On June 1, 2012, Yang Corp. loaned Gant $400,000 on a 12% note, payable in five annual installments of $80,000 beginning January 2, 2013. In connection with this loan, Gant was required to deposit $4,000 in a zero-interest-bearing escrow account. The amount held in escrow is to be returned to Gant after all principal and interest payments have been made. Interest on the note is payable on the first day of each month beginning July 1, 2012. Gant made timely payments through November 1, 2012. On January 2, 2013, Yang received payment of the first principal installment plus all interest due. At December 31, 2012, Yang's interest receivable on the loan to Gant should be

 
$12,000.
 
$0.
 
$4,000.
 
$8,000.

Which of the following should be recorded in Accounts Receivable?

 
None of these
 
Receivables from officers
 
Receivables from subsidiaries
 
Dividends receivable

Genesis Company has seven loans receivable. The loans vary in size and have been extended to companies with different credit ratings. Given a downturn in the economy, it is expected that at least two of these loans will be impaired.
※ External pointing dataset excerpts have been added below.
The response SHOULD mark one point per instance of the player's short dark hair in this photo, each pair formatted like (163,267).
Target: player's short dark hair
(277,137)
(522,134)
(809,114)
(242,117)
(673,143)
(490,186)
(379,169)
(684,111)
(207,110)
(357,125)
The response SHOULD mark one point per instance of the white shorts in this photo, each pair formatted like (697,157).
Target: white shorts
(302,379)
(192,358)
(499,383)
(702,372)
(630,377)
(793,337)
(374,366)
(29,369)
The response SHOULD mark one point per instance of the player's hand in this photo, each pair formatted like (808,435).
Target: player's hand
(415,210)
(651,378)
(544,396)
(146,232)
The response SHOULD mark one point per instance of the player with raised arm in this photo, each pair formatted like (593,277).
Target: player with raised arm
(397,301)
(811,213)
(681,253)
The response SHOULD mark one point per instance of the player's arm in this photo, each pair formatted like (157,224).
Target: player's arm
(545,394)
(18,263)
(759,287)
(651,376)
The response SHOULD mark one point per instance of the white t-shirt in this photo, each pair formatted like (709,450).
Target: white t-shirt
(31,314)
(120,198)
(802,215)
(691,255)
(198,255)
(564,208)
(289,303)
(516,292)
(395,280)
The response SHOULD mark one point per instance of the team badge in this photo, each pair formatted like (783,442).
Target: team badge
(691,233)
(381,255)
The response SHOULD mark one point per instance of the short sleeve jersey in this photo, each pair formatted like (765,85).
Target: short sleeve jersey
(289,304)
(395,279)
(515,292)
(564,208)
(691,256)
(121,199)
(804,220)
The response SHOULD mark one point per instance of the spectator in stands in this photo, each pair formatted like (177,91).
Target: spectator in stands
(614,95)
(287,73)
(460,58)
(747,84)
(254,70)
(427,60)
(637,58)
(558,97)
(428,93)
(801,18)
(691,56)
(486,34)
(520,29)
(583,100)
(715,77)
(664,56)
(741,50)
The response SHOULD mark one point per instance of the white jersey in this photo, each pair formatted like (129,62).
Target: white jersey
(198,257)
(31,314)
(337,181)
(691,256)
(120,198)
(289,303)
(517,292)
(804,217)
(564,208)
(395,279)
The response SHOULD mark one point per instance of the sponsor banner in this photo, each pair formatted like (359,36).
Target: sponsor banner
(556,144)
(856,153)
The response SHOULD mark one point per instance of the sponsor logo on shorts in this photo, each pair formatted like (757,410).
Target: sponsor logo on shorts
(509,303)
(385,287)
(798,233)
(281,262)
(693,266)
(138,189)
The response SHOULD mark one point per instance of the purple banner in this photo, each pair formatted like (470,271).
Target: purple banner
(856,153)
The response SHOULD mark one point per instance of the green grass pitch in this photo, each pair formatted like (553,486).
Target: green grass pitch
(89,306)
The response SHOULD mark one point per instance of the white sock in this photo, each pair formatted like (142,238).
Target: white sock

Which of the following statements best describes the accounting for these loans under iGAAP?

 
iGAAP implies that the loans should be reported as an aggregated portfolio.
 
Under iGAAP, when impairment is permitted, the balance on each of the impaired loans becomes the new basis for the loan.
 
iGAAP uses an expected loss model, so the entire diverse portfolio should be written down based on the anticipated impairment.
 
iGAAP uses an incurred loss model rather than an expected loss model, so no impairment on each of the two loans is recognized until an identifiable event occurs and is measurable.